When Rick suggests they pair up for an all-night search for Justin’s killer and Erat, it’s telling that he goes with Carol and Daryl partners with Maggie. (I overlooked a rather major development last week: Carol’s Totally Awkward Engagement. In past seasons, I’d think their union means certain death for one or both of them. Now, though, it’s more likely that they’ll end up as the show’s “It Couple,” since we know Rick and Michonne won’t be a thing for long.) When Carol gets ambushed by Jed, the Boss Lady has something up her sleeve — specifically, a knife. Instead of killing this lowlife and his lumberjack bro, Rick and Carol show mercy. Their motto: “Every life counts now.”
Then there’s the discovery that Cyndie, Bea, and the Oceanside gals are the Savior executioners. With Erat on her knees, Cyndie explains they’re standing on the very spot where her little brother was slain by the Saviors. They’ve tried to turn the other cheek, Cyndie says, but Maggie’s brand of frontier justice in dealing with Gregory inspired them to go on a killing spree instead. “Rick’s rules aren’t the only rules,” she explains. “You showed us the way.” Maggie looks horrified by this revelation at first; it’s like there’s a little Michonne on her shoulder saying, “Told ya this would happen!”
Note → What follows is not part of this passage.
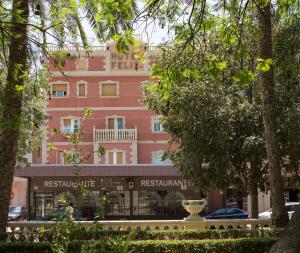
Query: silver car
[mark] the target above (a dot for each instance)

This grim scenario gets even darker as Cyndie tells Erat to repeat what she said before she murdered her 11-year-old brother: “No exceptions.” Maggie and Daryl hear that, exchange a knowing glance, then simply walk away. Erat pleads for their help and swears she’s changed. Then Cyndie straight up spears her in the back of the head. That scene was by far the most intense of the season, with long-lasting ramifications that go well beyond the Saviors walking off the job site.
Perhaps as intriguing is the Jadis-Anne subplot and a major reveal. We learn she has a hidden walkie at the junkyard, which she uses to communicate with the pilot of that mysterious helicopter. She also has a deal with him, to deliver what they call either an “A” or a “B,” which is some sort of grading system for people she’s captured and handed over. When Gabe catches her, she tries to convince him to help with “one small part of the deal” so they can fly away to some sort of paradise. All of this raises approximately 5,743 questions — none of which Gabe can ask, because instead of playing along to extract some more info from her, he admits he’s going to run and tell Rick. Jadis-Anne cracks him in the head and says ominously, “And all this time I thought you were a B.” (Make that 5,744!)
Now the fissure among the survivors has become a chasm. Come sunup, with no sign of Erat, the Saviors head home, step on a perfectly good tomato, and give Rick a total F-you look. Meanwhile, Maggie tells Daryl that Cyndie showed her the way — and it’s time to visit Negan. Daryl nods in agreement and the two walk down the road with their fuel and a new direction that seems less free-form jazz and more death metal. That unfinished bridge will soon be the least of Rick’s worries.